WJW Program Director Robert Christl was featured in the Capital Times’s article 12 People to Watch in 2023 in Madison. To read Robert’s feature, written by Natalie Yahr, read on (read original article here)

“Most Madisonians have probably never heard of Robert Christl, but he’s played a key role in the local labor organizing movement this year. As program director of Madison-based worker advocacy group Worker Justice Wisconsin, he oversaw efforts that helped housekeepers at Clarion Inn & Suites at Alliant Energy Center win a raise, and helped screen printers and seamstresses at Crushin’ It Apparel win a union.

The two campaigns mark a shift in strategy for the nonprofit, which has spent about two decades fighting wage theft and discrimination on behalf of individual workers. It’s also a shift for Christl, who spent years organizing his fellow University of Wisconsin-Madison graduate student workers as a member of the Teaching Assistants’ Association, while earning a Ph.D. studying the anarchist labor unions of the Spanish Civil War era.

Since starting his current job in May, Christl still can’t believe what he sees in the private sector. In 2023, Christl hopes to counter that imbalance by helping workers organize cooperatives, unions or direct action within their workplaces, with a special focus on Hispanic immigrant workers. Though he’s keeping the details under wraps for now, he said WJW is looking to organize a couple industries they believe are rife with abuse.
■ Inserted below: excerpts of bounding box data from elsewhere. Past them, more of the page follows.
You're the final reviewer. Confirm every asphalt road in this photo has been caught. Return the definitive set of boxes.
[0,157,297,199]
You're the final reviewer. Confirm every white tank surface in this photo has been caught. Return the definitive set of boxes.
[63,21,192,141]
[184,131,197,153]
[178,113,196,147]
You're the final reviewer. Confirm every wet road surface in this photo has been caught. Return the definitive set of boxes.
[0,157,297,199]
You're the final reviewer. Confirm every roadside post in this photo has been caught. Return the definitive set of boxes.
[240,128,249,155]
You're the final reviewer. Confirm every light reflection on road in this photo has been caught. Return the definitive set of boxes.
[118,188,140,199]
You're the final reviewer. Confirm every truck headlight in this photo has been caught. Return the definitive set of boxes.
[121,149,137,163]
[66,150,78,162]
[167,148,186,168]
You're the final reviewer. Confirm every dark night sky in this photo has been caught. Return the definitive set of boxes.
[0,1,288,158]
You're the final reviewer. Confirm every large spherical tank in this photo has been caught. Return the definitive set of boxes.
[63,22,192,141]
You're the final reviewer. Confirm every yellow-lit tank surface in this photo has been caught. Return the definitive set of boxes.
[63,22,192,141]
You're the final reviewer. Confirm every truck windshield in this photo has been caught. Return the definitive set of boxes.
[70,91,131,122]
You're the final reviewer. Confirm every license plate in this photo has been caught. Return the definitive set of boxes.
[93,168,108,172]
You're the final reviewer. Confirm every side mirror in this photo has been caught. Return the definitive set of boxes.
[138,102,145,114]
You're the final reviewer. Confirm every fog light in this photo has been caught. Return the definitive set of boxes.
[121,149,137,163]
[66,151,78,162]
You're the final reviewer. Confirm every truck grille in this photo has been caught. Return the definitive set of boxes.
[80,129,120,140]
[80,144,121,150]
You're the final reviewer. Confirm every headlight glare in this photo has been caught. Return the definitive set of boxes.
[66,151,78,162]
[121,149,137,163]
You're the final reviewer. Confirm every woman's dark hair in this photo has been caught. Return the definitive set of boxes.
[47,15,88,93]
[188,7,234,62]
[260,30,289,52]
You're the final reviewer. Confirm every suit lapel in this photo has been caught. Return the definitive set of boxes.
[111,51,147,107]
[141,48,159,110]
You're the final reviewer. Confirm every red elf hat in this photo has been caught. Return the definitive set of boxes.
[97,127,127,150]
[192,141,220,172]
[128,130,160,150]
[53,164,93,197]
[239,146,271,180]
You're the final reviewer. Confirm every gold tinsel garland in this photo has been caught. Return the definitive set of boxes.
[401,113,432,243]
‘Workers often feel like they have no power, and on an individual level, that is largely true,’ Christl said. But when workers come together, ‘it sort of inverts the relationship between employer and employees, and they have tremendous power and influence to make things better.'”

By Natalie Yahr for the Capital Times

It’s incredible how much employers can get away with. If an employee takes 500 bucks from the register, the police can get called on them. If an employer takes 500 bucks from their check, well, there’s this long civil process.